The increasing availability of health care claims and payment data may portend the future of government and private health care enforcement and litigation.
Data is the lifeblood of health care fraud enforcement efforts. For many years, Medicare enforcement was hampered by CMS’s use of multiple Medicare contractors to pay and process Medicare claims. In late 2010, I wrote about how this could change with the allocation of more than $350 million to create integrated Medicare and Medicaid databases designed to enhance government health care fraud detection and enforcement efforts. It now appears that the future is here.
OIG Report on Medicare Part D Data
Last week, the OIG issued a Report analyzing 2009 Medicare Part D data. The Report finds that of 1.1 million individual medical practitioners who had prescribed drugs paid for through Part D, 736 general practitioners were “extreme outliers” in terms of five key measures:
- The average number of prescriptions written per beneficiary;
- The number of pharmacies filling that provider’s prescriptions;
- The percentage of prescriptions for Schedule II drugs;
- The percentage of prescriptions for Schedule III drugs; and
- The percentage of prescriptions for brand name drugs.

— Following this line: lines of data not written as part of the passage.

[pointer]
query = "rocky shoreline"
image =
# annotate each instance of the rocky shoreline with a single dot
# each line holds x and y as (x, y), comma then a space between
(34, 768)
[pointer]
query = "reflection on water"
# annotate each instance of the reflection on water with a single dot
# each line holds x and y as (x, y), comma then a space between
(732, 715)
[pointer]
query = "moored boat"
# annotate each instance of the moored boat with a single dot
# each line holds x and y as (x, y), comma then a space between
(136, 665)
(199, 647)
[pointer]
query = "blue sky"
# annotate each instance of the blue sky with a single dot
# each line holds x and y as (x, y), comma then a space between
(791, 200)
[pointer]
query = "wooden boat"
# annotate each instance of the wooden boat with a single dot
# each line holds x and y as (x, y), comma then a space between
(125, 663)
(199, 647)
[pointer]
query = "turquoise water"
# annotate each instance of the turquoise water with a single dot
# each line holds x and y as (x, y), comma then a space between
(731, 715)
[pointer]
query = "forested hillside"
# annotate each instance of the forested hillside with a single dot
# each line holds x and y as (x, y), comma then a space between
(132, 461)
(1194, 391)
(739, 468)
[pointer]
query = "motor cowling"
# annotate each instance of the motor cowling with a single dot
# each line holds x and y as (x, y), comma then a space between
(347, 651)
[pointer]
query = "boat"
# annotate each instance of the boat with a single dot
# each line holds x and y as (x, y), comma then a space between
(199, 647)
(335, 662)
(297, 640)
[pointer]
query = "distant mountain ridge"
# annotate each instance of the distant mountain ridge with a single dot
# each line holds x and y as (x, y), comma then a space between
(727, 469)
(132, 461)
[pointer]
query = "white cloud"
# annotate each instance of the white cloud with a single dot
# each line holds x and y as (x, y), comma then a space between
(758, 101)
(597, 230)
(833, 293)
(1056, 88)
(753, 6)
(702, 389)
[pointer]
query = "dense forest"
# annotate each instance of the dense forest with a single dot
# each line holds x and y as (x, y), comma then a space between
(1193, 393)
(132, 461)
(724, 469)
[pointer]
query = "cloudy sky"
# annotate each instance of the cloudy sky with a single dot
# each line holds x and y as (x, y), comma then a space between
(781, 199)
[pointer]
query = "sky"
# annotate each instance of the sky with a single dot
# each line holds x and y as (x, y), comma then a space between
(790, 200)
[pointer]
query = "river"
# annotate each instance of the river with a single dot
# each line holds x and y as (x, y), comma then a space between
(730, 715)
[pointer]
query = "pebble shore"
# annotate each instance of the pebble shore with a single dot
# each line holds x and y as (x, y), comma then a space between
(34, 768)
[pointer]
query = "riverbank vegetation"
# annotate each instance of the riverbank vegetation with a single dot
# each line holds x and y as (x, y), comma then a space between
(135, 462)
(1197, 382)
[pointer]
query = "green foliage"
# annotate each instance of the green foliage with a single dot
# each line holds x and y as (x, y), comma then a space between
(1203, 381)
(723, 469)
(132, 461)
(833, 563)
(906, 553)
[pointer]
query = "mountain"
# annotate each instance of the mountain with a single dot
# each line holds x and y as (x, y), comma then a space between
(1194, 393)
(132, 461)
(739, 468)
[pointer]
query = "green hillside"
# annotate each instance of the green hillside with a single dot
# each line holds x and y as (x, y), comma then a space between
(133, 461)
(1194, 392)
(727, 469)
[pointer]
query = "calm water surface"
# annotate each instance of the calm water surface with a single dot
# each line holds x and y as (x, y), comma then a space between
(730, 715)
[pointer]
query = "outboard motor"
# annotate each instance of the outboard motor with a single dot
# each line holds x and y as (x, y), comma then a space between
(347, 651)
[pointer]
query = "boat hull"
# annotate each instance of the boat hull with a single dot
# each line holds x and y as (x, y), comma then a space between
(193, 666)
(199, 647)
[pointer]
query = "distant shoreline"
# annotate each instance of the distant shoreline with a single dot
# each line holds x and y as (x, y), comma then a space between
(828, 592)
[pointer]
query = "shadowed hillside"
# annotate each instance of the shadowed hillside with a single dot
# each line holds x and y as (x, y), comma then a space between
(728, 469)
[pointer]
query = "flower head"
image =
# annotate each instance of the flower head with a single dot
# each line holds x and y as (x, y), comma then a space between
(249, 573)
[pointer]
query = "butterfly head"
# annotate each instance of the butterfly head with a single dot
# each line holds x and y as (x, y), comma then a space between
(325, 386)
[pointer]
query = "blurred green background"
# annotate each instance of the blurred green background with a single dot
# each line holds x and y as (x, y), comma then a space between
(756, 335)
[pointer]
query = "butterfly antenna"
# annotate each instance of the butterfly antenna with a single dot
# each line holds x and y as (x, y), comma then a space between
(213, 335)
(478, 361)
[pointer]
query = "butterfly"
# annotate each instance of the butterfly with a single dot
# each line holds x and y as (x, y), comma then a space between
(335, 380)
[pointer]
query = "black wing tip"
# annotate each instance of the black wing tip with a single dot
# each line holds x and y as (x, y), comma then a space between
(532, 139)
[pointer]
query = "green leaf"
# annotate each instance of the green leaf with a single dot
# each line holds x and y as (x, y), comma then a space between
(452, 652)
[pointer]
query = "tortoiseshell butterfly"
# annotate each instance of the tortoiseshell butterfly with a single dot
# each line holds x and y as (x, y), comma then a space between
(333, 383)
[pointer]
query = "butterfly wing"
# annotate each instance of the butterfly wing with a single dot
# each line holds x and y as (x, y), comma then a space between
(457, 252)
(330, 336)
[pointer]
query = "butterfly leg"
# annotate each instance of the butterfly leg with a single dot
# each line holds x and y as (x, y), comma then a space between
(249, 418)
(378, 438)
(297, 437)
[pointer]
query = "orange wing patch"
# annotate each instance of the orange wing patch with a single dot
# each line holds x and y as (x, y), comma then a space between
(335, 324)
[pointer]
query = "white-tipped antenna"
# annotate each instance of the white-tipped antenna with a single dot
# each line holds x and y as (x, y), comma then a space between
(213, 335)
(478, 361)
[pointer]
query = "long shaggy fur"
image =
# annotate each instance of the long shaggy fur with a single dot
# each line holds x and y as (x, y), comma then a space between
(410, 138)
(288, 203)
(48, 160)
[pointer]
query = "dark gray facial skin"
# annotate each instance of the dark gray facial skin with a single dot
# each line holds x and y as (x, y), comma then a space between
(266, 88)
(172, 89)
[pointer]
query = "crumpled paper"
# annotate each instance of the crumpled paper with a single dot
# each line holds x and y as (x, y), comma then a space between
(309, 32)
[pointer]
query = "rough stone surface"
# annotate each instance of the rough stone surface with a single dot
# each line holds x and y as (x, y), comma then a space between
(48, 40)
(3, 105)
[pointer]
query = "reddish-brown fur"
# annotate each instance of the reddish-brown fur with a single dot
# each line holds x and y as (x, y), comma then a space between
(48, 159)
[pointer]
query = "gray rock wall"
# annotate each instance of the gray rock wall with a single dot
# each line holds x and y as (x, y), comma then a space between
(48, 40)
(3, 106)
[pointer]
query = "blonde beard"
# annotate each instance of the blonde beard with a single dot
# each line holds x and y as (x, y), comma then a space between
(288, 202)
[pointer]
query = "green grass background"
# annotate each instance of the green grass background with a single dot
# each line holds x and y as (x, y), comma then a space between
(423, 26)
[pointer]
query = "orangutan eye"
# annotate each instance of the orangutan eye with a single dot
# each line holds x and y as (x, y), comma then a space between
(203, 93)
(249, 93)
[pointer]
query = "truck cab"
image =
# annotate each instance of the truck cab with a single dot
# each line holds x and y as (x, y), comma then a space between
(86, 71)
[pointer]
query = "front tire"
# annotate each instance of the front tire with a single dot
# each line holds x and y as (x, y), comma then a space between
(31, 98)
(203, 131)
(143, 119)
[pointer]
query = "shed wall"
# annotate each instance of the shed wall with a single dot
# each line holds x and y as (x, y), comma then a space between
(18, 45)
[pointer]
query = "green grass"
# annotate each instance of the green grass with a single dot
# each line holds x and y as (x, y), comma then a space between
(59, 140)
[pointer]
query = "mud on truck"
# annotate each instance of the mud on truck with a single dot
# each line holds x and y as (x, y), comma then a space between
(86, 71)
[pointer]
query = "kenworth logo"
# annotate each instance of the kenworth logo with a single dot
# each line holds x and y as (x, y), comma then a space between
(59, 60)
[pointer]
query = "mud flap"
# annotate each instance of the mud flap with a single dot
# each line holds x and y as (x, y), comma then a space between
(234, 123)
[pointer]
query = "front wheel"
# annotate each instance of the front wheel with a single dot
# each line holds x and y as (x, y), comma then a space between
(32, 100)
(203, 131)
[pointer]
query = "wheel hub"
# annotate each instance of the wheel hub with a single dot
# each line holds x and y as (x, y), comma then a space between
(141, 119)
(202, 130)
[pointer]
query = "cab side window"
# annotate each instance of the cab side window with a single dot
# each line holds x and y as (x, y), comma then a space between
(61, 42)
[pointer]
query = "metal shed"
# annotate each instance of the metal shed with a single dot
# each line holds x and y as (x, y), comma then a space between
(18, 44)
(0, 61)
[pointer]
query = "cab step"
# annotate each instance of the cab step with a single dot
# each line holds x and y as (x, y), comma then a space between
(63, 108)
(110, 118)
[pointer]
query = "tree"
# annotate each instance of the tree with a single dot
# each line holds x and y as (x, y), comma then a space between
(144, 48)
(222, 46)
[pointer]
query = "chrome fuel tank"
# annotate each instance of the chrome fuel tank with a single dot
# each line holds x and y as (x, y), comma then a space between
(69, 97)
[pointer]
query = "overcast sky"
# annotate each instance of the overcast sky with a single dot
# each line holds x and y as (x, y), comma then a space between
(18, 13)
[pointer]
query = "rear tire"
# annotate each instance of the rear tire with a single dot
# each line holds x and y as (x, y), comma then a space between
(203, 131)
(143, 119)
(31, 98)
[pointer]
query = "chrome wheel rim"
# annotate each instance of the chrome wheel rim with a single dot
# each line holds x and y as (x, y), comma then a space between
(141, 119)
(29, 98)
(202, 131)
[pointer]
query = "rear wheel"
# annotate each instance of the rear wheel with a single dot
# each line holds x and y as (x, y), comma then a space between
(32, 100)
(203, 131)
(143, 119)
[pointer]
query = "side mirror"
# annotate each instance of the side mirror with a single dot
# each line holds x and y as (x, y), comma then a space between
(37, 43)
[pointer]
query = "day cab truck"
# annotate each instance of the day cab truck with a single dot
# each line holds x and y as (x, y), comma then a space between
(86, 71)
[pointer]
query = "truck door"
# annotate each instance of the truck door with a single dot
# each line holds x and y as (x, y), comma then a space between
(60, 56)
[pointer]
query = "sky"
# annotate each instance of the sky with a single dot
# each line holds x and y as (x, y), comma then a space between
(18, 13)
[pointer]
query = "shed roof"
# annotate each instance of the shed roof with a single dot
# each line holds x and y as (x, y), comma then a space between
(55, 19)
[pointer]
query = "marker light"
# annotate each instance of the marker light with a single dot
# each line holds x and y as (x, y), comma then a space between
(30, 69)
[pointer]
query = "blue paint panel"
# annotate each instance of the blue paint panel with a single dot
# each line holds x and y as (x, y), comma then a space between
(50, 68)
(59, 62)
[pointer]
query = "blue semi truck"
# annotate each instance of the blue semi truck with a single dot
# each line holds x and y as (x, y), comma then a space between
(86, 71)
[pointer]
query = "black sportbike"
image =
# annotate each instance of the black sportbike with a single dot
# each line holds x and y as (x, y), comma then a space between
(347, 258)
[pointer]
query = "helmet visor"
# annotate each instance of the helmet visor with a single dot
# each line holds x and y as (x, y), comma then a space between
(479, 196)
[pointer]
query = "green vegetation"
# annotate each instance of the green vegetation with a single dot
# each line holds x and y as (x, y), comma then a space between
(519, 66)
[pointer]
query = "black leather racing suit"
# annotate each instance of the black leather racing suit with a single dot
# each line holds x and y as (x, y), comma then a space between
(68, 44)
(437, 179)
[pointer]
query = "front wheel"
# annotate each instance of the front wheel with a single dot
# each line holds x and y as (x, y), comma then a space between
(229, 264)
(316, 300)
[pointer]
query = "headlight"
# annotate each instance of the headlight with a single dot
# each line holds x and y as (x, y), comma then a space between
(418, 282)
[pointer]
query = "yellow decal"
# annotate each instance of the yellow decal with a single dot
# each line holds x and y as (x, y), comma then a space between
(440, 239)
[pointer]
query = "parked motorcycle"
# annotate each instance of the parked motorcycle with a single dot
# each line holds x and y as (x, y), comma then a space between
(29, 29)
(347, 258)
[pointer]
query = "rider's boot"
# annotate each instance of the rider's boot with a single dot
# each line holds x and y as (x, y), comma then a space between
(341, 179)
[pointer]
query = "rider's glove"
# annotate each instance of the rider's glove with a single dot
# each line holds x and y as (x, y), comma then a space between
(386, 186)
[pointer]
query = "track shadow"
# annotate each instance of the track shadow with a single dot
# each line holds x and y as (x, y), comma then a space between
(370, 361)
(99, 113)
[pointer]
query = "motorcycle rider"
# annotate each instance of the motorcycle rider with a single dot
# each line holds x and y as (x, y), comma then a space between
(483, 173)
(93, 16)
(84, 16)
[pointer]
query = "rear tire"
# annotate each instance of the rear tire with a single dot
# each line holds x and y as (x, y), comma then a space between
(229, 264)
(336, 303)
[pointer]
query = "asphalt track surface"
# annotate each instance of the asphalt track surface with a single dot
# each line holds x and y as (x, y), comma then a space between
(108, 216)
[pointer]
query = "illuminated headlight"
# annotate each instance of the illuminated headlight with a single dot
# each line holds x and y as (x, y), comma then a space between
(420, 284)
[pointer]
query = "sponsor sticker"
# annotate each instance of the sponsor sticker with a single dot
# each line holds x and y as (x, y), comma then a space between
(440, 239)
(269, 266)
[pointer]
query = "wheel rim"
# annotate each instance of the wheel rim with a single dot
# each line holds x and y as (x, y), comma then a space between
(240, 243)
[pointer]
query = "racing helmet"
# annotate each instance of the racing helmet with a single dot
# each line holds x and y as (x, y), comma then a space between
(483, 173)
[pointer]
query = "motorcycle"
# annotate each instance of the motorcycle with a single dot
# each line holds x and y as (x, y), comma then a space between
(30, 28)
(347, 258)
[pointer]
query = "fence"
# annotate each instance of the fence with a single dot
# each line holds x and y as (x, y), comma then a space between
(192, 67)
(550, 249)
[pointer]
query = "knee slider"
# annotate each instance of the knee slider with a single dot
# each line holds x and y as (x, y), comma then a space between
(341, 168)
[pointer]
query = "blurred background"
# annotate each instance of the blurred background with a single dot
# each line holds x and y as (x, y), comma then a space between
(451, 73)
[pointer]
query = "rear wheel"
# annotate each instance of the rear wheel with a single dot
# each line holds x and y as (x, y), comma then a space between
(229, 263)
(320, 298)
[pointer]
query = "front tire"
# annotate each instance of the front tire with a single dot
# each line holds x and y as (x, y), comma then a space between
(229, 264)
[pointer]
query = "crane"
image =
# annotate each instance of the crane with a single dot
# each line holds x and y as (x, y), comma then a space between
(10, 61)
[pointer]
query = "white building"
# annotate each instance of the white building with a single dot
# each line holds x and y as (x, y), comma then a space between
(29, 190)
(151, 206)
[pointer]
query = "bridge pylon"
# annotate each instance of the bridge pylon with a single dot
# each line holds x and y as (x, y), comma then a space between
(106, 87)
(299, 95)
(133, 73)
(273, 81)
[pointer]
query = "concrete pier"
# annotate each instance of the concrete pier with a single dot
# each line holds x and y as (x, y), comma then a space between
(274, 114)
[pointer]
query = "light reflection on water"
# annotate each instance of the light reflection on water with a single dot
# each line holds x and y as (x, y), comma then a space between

The data analysis uncovered some eye-popping statistics. One physician was responsible for prescriptions filled by 872 different pharmacies located in 47 states and Guam, another averaged more than 71 prescriptions per individual beneficiary, and another ordered more than 400 prescriptions for each of 16 beneficiaries. In 2009, Medicare paid more than $352 million on prescriptions written by the 736 physicians identified as extreme outliers.
The Report provides government prosecutors with a roadmap for potential enforcement. It also illustrates what may be the future of public and private health care fraud enforcement as more and more health care payment data becomes publicly available. Not only government prosecutors, but also individuals with their own agendas, will be able to analyze the data for aberrations and outliers.
CMS Release of Medicare Claims Processing Data
In recent months, CMS has begun publicly releasing Medicare claims processing data, including hospital charge data for specified outpatient and inpatient treatments. Multiple media reports have already pointed out discrepancies in the hospital prices reflected in the data. CMS promises that more health care data will be forthcoming.
Injunction on Release of Physician Payment Information Overturned
On May 31, 2013, a federal judge overturned an injunction that had been in place for 33 years, which had prevented the release of information on what Medicare pays individual physicians. The injunction was initially issued at the request of the Florida Medical Association, which argued that release of information on what Medicare paid the physicians constituted an unwarranted invasion of personal privacy, reasoning the judge found “no longer equitable.”
Medicare Data Access Bill Introduced
After this injunction was lifted, legislation was introduced in the Senate to make Medicare payment data publicly available in a free, searchable database. The Medicare Data Access for Transparency and Accountability Act would also affirm that data on Medicare payments to physicians and suppliers is public information, not exempt from disclosure under the Freedom of Information Act. The bill does not address whether publication of the data constitutes public disclosure for purposes of qui tams brought under the federal or state false claims acts.
It is clear that through integrated databases, government investigators are gaining enhanced access to Medicaid and Medicare data that will be mined and analyzed to develop future health care enforcement cases. It is also clear that insurers, the media, class action counsel, and potential qui tam whistleblowers also may soon be mining this newly available data to identify potential outliers and develop their own health care based litigation efforts.